Les géants du numérique ont réagi après les signalements de WHAT TO FIX. YouTube a indiqué à Euronews FR que « Google s’engage à respecter les sanctions applicables et les lois en matière de conformité commerciale ». La plateforme a précisé appliquer ses conditions d’utilisation et supprimer les comptes enfreignant ces règles. TikTok a également retiré un compte lié à Afoua après l’alerte, avant que The Cube, l’équipe de vérification des faits d’Euronews, n’identifie et ne signale un second compte, créé en remplacement du premier. TikTok l’a supprimé « rapidement » après notification.

Pourtant, ces interventions tardives soulèvent des interrogations sur l’efficacité des mécanismes de contrôle. « Il y a très peu de transparence sur la manière dont les plateformes filtrent les créateurs avant de leur accorder l’accès aux services de monétisation », a déclaré Victoire Rio. L’ONG estime que les pratiques de monétisation des plateformes constituent un facteur de risque au regard de l’article 34 du DSA, qui impose aux grandes plateformes d’identifier et d’atténuer les risques systémiques.

Et maintenant ?

L’affaire pourrait pousser les autorités européennes à renforcer les contrôles sur les mécanismes de monétisation des réseaux sociaux. Une consultation publique sur l’application du DSA est attendue d’ici la fin 2026, avec un accent particulier sur la lutte contre la désinformation. Les plateformes, elles, devront clarifier leurs procédures de vérification pour éviter de nouveaux manquements. Reste à voir si ces mesures suffiront à endiguer la diffusion de contenus pro-Kremlin via des comptes monétisés.

Un enjeu de transparence et de conformité

Au-delà des sanctions individuelles, cette affaire met en lumière les défis posés par la régulation des contenus en ligne. « Notre première demande, que nous portons depuis le début, c’est la transparence », a insisté Victoire Rio. Les plateformes devront désormais justifier leurs processus de vérification, sous peine de voir leurs pratiques scrutées par les régulateurs européens.

Pour les trois personnalités sanctionnées, la situation reste floue. Aucune réaction publique n’a été enregistrée depuis les suppressions de comptes. Les observateurs s’interrogent : ces retraits suffiront-ils à limiter leur capacité à diffuser leur message, ou les acteurs pro-russes contourneront-ils les restrictions via de nouveaux comptes ou plateformes alternatives ?

L’Union européenne a sanctionné en 2025 Nathalie Yamb, Sylvain Afoua et Justin Tagouh pour « activités d’ingérence étrangère pro-russes ». Ces mesures interdisent à toute entité européenne de mettre des fonds ou des ressources économiques à leur disposition.
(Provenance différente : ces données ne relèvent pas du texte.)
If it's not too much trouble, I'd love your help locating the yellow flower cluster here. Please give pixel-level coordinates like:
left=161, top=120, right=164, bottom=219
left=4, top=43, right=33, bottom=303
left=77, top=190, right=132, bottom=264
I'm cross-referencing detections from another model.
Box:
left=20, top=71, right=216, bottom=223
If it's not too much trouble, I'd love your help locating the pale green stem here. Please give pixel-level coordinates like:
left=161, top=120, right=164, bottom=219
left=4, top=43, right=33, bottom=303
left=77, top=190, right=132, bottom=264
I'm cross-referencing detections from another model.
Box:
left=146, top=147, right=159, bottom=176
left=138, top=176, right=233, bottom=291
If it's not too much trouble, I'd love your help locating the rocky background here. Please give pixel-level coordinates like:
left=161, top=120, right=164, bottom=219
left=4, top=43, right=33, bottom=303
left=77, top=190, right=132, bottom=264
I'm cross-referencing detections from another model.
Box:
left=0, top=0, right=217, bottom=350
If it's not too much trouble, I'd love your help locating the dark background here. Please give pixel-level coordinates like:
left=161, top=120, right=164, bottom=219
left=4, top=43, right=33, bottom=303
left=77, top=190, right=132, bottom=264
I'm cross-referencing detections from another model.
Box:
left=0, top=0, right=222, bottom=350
Les trois personnes sont accusées d’avoir participé à des opérations d’influence en Afrique, notamment en diffusant une rhétorique favorable au Kremlin et en soutenant des campagnes de désinformation.

Le DSA, entré en vigueur pour les grandes plateformes en 2024, impose aux acteurs du numérique d’évaluer et de limiter les risques systémiques liés à leurs services. Son article 34 exige notamment une analyse des risques de désinformation et de manipulation de l’information. Cependant, son application reste récente, et cette affaire révèle des lacunes dans son exécution, notamment sur les mécanismes de monétisation.